Your shep reminds me of mine years ago. 
Thanks for shareing your photo.


----------



## imported_ashley (Jun 9, 2011)

Wow! Thanks for sharing IdahoNancy! Its great to have a fellow pudelpointer-mom out there!! Our Ruger loves his goats, but he is alot faster than them and tends to just blow right by them..he loves it when they try to chase him or head butt him! Crazy animals......


----------



## CASDOG1 (Feb 1, 2013)

I'll be hiking with two of my Central Asian Shepherds & my little American Hairless Terrier. If my friend comes, she will have her Rhodesian Ridgeback & her Silken Windhound. I would post pictures, but apparently every photo I have is too large. 8-(


----------



## gretchbr (Jul 23, 2012)

We hike with our pack-goat-in-training and two Italian Greyhounds.


----------



## Curtis.King (May 20, 2012)

Wow. Im not sure how I overlooked this post but this is right up my alley. I go on walks from my house almost daily with all my goats, "Shilo" my German Shorthair Pointer and "Dog" my wife's theropy dog a Blue Heeler (smart dog). I enjoy this and look forward to my one hour walks daily. It's my quiet time that I use to vent, talk to the Lord and just think things over.

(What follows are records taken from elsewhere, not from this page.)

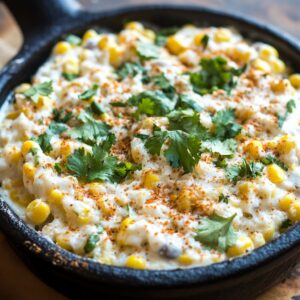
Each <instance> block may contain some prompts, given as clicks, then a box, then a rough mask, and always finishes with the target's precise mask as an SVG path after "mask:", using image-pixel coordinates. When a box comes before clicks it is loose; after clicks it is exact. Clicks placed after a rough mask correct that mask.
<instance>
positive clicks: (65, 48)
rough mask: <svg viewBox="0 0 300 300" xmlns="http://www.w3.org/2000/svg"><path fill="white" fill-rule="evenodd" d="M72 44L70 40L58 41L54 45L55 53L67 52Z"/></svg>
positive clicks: (55, 53)
mask: <svg viewBox="0 0 300 300" xmlns="http://www.w3.org/2000/svg"><path fill="white" fill-rule="evenodd" d="M71 48H72V47H71V45H70V44H69V43H68V42H58V43H57V44H56V45H55V47H54V53H55V54H65V53H67V52H68V51H69V50H70V49H71Z"/></svg>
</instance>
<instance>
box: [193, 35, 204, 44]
mask: <svg viewBox="0 0 300 300" xmlns="http://www.w3.org/2000/svg"><path fill="white" fill-rule="evenodd" d="M204 35H205V33H204V32H199V33H197V34H196V35H195V37H194V44H195V45H196V46H200V45H202V39H203V37H204Z"/></svg>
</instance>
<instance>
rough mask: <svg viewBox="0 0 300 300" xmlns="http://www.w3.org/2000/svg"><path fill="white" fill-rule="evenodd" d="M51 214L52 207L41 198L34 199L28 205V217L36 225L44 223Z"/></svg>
mask: <svg viewBox="0 0 300 300" xmlns="http://www.w3.org/2000/svg"><path fill="white" fill-rule="evenodd" d="M49 215H50V207H49V205H48V204H47V203H45V202H43V201H42V200H40V199H36V200H33V201H32V202H30V203H29V205H28V206H27V207H26V217H27V218H28V219H29V220H30V222H32V223H33V224H34V225H40V224H43V223H44V222H45V221H46V220H47V218H48V217H49Z"/></svg>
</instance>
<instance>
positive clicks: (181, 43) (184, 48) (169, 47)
mask: <svg viewBox="0 0 300 300" xmlns="http://www.w3.org/2000/svg"><path fill="white" fill-rule="evenodd" d="M166 46H167V48H168V49H169V51H170V52H171V53H172V54H175V55H178V54H180V53H181V52H183V51H184V50H185V49H186V47H185V46H184V44H183V43H182V42H181V41H180V40H179V39H178V37H177V36H176V35H172V36H170V37H169V38H168V39H167V43H166Z"/></svg>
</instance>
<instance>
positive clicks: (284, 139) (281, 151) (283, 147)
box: [276, 134, 296, 154]
mask: <svg viewBox="0 0 300 300" xmlns="http://www.w3.org/2000/svg"><path fill="white" fill-rule="evenodd" d="M295 148H296V142H295V141H294V140H293V139H292V138H291V137H290V136H289V135H288V134H287V135H284V136H282V137H281V138H280V139H279V141H278V143H277V148H276V149H277V151H278V152H279V153H281V154H282V153H283V154H288V153H290V152H291V151H292V150H293V149H295Z"/></svg>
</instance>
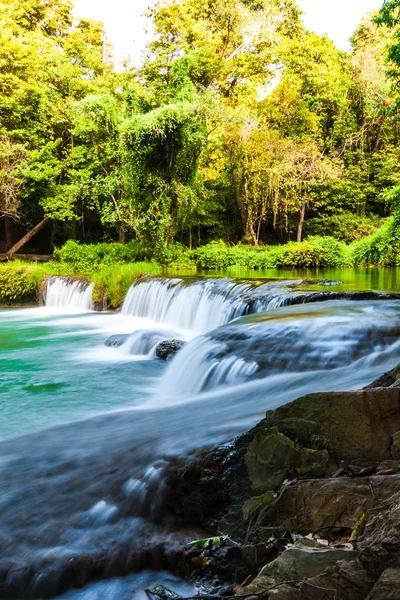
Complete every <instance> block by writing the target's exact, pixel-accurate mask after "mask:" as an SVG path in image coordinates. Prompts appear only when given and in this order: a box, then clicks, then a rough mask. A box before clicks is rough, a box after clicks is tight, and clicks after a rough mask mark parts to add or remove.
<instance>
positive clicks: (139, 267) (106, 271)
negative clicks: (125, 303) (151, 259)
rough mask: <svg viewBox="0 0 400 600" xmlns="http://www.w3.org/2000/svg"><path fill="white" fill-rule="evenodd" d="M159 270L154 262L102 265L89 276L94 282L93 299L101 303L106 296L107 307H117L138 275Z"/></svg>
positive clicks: (134, 280) (152, 273)
mask: <svg viewBox="0 0 400 600" xmlns="http://www.w3.org/2000/svg"><path fill="white" fill-rule="evenodd" d="M160 272H161V267H160V266H159V265H157V263H155V262H149V263H144V262H139V263H132V264H129V265H112V266H105V267H102V268H101V269H99V270H98V271H97V272H96V273H94V274H93V275H92V277H91V280H92V281H93V282H94V293H93V300H94V302H100V303H101V302H102V299H103V298H104V296H106V297H107V304H108V306H109V308H118V307H120V306H121V305H122V303H123V301H124V298H125V296H126V294H127V292H128V290H129V288H130V286H131V285H132V283H133V282H134V281H135V280H136V279H138V277H140V276H141V275H145V274H153V275H154V274H158V273H160Z"/></svg>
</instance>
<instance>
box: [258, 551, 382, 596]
mask: <svg viewBox="0 0 400 600" xmlns="http://www.w3.org/2000/svg"><path fill="white" fill-rule="evenodd" d="M373 584H374V580H373V579H372V578H371V577H370V576H369V575H368V573H367V571H366V570H365V569H364V567H363V566H362V564H361V562H360V561H359V560H357V559H356V560H353V561H351V562H344V561H339V562H337V563H336V565H334V566H333V567H330V568H328V569H326V570H325V571H324V572H323V573H321V574H320V575H317V576H316V577H311V578H310V579H307V580H306V581H303V582H301V583H294V584H291V585H288V584H287V585H282V586H279V587H277V588H276V589H275V590H273V591H271V592H270V593H269V594H268V599H269V600H365V598H366V596H367V595H368V592H369V591H370V589H371V587H372V586H373ZM264 598H265V596H264ZM261 599H262V597H261Z"/></svg>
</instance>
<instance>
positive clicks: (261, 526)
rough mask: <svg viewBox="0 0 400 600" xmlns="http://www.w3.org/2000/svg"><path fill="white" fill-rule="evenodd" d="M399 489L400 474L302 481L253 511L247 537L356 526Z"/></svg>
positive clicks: (253, 540)
mask: <svg viewBox="0 0 400 600" xmlns="http://www.w3.org/2000/svg"><path fill="white" fill-rule="evenodd" d="M398 492H399V493H400V475H393V476H391V477H377V476H374V477H366V478H362V477H360V478H356V479H350V478H348V477H338V478H334V479H310V480H307V481H299V482H298V483H297V484H296V485H294V486H292V487H286V488H285V489H284V490H283V492H282V493H281V495H280V496H279V498H277V500H276V501H275V502H274V503H273V504H271V505H269V506H266V507H264V508H261V510H260V511H259V513H258V515H256V514H255V513H253V520H252V522H251V523H250V524H249V529H248V537H247V540H248V541H250V542H251V543H258V542H266V541H267V540H268V539H269V537H270V536H271V534H272V533H274V532H276V531H281V532H284V531H294V532H296V533H303V534H304V535H307V534H308V533H310V532H314V531H317V530H319V529H322V528H324V527H348V528H350V529H353V528H354V527H355V525H356V524H357V522H358V520H359V518H360V516H361V515H362V514H363V513H365V512H367V511H368V510H370V509H372V508H374V507H376V506H379V505H380V504H381V503H382V502H384V501H385V500H387V499H388V498H390V497H391V496H392V495H393V494H396V493H398Z"/></svg>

I also hunt upland birds over my German Shorthair Pointer using Packgoats to carry water, equipment, lunch, coffee, birds, rain gear, and whatever else I need for a full day outing. I hunt pheasant, quail, chuckar, huns and doves over Sandy Lane my go to upland bird hunting goat. Sandy at three years of age has become so in tune with me she walks silently behind me and she stops when the Shorthair pointer goes on point. This is awsome to watch the goats anticipate what the hunting dog is doing out in front of them. I can shoot over and around Sandy all day long and she will not even flinch. I love taking this goat hunting, she is a real lady and stays very close to me. I will try to get this on a short video this fall to share with everyone under the hunting with Packgoats topic.

"Long Live The Packgoat"

Curtis King


----------



## fivemoremiles (Jan 19, 2010)

the last hike i took with my goat i moved my sheep herd 10 miles home to the ranch.
on that hike i had 
300 ewes
2 Live stock guard dogs
2 border collies
12 goats
We made the trip in 3 hours and 20 minutes.


----------



## gretchbr (Jul 23, 2012)

*Italian Greyhounds*

We hike with our pack-goat-in-training (empty packs still) and two Italian Greyhounds, a kind of dog not often seen on the trail. So we tend to attract a LOT of attention!


----------



## DarklingFarm (May 30, 2011)

Only one dog... because I only have one dog.


----------



## imported_Laura (Oct 29, 2011)

*huskies and lamanchas*

My husband and I have 3, 2 year old lamanchas (Oliver, Twist, and Dodger) that we take on hikes from home out our back gate with our 3 dogs 3-4 times a week. We are looking forward to our first "real" light overnight pack trips this summer and of course with the whole gang. We will stick close to home on the Klamath and Shasta-Trinity national forests.


----------



## TOU (Aug 18, 2013)

Hey All,

REALLLLLLY glad to see this thread and the responses. I have an amazing little female English Springer Spaniel that is 10 months old that I have been working closely with since 7 weeks old. While I don't have goats...yet...my plan was to hunt, hike & camp with both. I was concerned about conflict but she learns quick and obeys very well...you all make me very optimistic on my goal. Anyone else have a Springer that accompanies them & their goats? Input on socializing them if they are both older?

Thx for the great input and forum!

TOU


----------